Russia’s military intervention in Syria is aimed at stabilizing the region and 
may benefit Israel more than Iran, Hezbollah, or the Assad regime, according to 
an article by Beirut-based journalist Nicholas Noe writing in Foreign Affairs. 

What’s intriguing about Noe’s analysis is that he has close ties to Hezbollah 
and its leader, Hassan Nasrallah, who have argued the opposite: that Russia’s 
more forceful entry into the conflict will tilt the Middle East power balance 
in favour of Iran and its Shia allies and away from the US and Israel and their 
allied pro-Western regimes. Many Western commentators, fearful of that 
development, share this view. 

But Noe argues (correctly, IMO) that the intervention is aimed at halting the 
advance of the various Sunni militias backed by Saudi Arabia, the Gulf states, 
and Turkey - creating the conditions for a peace settlement which results in 
some form of power-sharing between the Assad regime and the rebels.
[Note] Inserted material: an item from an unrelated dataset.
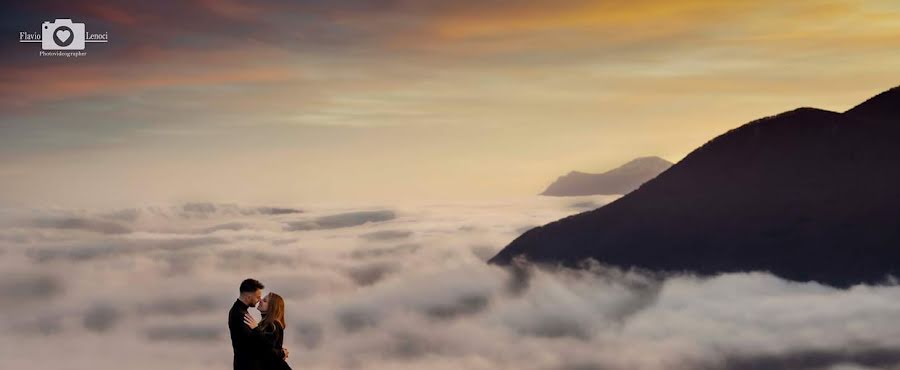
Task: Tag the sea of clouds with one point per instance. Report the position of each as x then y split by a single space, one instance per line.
398 287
Beyond 
that, “Russia maintains relatively close ties with Israel, and has little 
interest in aiding Iran and Hezbollah’s anti-Zionist agenda”. 
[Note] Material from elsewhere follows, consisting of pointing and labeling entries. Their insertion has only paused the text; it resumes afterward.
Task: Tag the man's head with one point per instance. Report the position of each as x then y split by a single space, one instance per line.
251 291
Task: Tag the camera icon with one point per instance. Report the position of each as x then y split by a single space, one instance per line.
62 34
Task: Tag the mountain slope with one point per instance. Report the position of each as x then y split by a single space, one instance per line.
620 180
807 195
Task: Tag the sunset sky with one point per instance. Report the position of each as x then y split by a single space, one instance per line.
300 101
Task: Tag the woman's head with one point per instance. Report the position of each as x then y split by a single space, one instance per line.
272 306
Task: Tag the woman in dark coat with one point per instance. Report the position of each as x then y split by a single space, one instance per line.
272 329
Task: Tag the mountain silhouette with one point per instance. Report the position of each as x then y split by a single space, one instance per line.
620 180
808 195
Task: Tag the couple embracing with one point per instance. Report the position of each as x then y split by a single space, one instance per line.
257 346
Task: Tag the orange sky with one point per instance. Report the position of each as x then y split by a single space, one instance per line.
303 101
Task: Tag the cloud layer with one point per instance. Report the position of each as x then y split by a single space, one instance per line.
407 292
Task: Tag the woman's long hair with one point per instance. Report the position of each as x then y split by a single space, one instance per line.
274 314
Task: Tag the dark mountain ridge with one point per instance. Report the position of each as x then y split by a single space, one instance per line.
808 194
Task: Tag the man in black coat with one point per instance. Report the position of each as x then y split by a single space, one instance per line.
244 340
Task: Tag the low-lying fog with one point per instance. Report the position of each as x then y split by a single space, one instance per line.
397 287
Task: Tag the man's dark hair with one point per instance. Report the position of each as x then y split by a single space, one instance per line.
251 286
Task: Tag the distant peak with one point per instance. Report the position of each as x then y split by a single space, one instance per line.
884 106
In fact, Russia is more likely to use its influence to restrain their efforts 
to develop a military counter-weight to the Israelis - in which case, it will 
may prove to be a more effective interlocutor than than the US, which is deeply 
distrusted by the Iranians, Hezbollah, Hamas, and the various Shia militias in 
the region. Noe thinks “Israel will now be able to turn to a powerful and 
sympathetic contact at the center of the pro-Assad coalition should the 
conflict begin to pose a more severe threat to Israeli interests.”